Finding which column is fat
A table-level TOAST count does not name the column. Use pg_column_size on a sample:
SELECT
avg(pg_column_size(raw_payload)) AS avg_payload_bytes,
max(pg_column_size(raw_payload)) AS max_payload_bytes,
avg(pg_column_size(metadata)) AS avg_metadata_bytes,
max(pg_column_size(metadata)) AS max_metadata_bytes
FROM orders TABLESAMPLE SYSTEM (1);TABLESAMPLE SYSTEM (1) reads about 1% of pages without scanning the whole table. pg_column_size returns the on-disk size including TOAST overhead, so it is the right number to compare against row width.
Three fixes, in order of cost
1. Stop SELECT *
The cheapest fix: never select a TOASTed column unless the caller needs it. Most ORMs let you specify columns at the query level (SQLAlchemy .options(load_only(...)), Django's .only(), Rails's .select(:id, :status)).
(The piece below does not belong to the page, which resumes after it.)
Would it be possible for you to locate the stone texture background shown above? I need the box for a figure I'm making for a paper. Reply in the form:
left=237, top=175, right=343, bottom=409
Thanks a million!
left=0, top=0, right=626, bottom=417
If the application code does SELECT * and the column is unused 90% of the time, narrow the query and move on.
2. Adjust storage mode
For already-compressed payloads (gzipped JSON, base64 images, encrypted blobs), switch from EXTENDED to EXTERNAL:
ALTER TABLE orders ALTER COLUMN raw_payload SET STORAGE EXTERNAL;Postgres no longer wastes CPU trying to compress uncompressible data. Substring access (substring(), slicing JSONB without parsing the whole document) also gets faster because the executor can read just the chunks it needs instead of detoasting the whole value.
For values that almost always fit on the page but occasionally spill, switch from EXTENDED to MAIN — it keeps small values inline and only pushes the rare large one to TOAST.
3. Split the column off the row
When the same column is fat and queried separately from the rest of the row, move it to a sidecar table:
CREATE TABLE orders_payload (
order_id bigint PRIMARY KEY REFERENCES orders(id) ON DELETE CASCADE,
raw_payload bytea NOT NULL
);
INSERT INTO orders_payload (order_id, raw_payload)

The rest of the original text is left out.